『麻雀放浪記』

 『麻雀放浪記』を読み終えました。番外編は除いて、本編だけで三冊あったので、最後のほうは結構飽きましたが、興味深かったのは、敗戦直後からある程度世の中が落ち着いてきて、たぶん、朝鮮戦争の特需の時代くらいになるまでの話の流れで、だんだんと、システムが固定化してくると、プロの麻雀打ち(っていうのか?)が一人で生きていくことが困難になっていくという描写で、これは映画の『仁義なき戦い』とパラレルな考え方で、ある部分では、敗戦直後から朝鮮戦争くらいまでのあいだにアンダーグラウンドで生きていた人たちには、そういったメンタリティーみたいなものが共通しているんじゃないかという気もしました。
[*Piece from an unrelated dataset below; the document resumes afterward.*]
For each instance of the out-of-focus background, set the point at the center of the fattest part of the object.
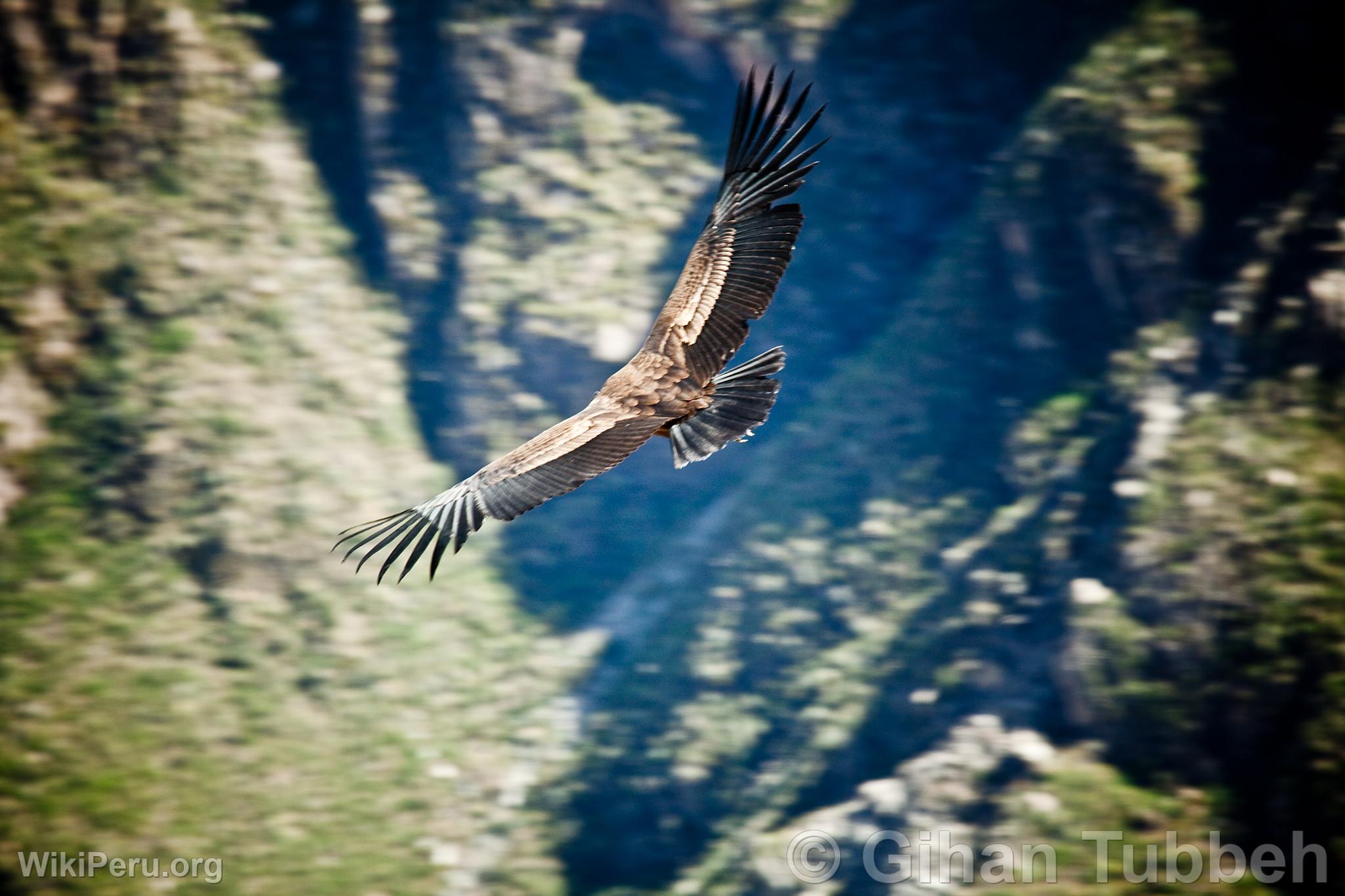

 事実、そういったメンタリティーみたいなものは、坂口安吾の作品を時系列に沿って読んで行くとやはり感じられます。こういった感想は直感みたいなものなので、誰かが敗戦直後から日本型システムが再構築されていくまでの間の文化的なパラダイムを新歴史主義的な形で論じてくれないかなとも思います。そういうのは、第二の敗戦と言われている今の時代にも大きな示唆を与えてくれるような気がするので。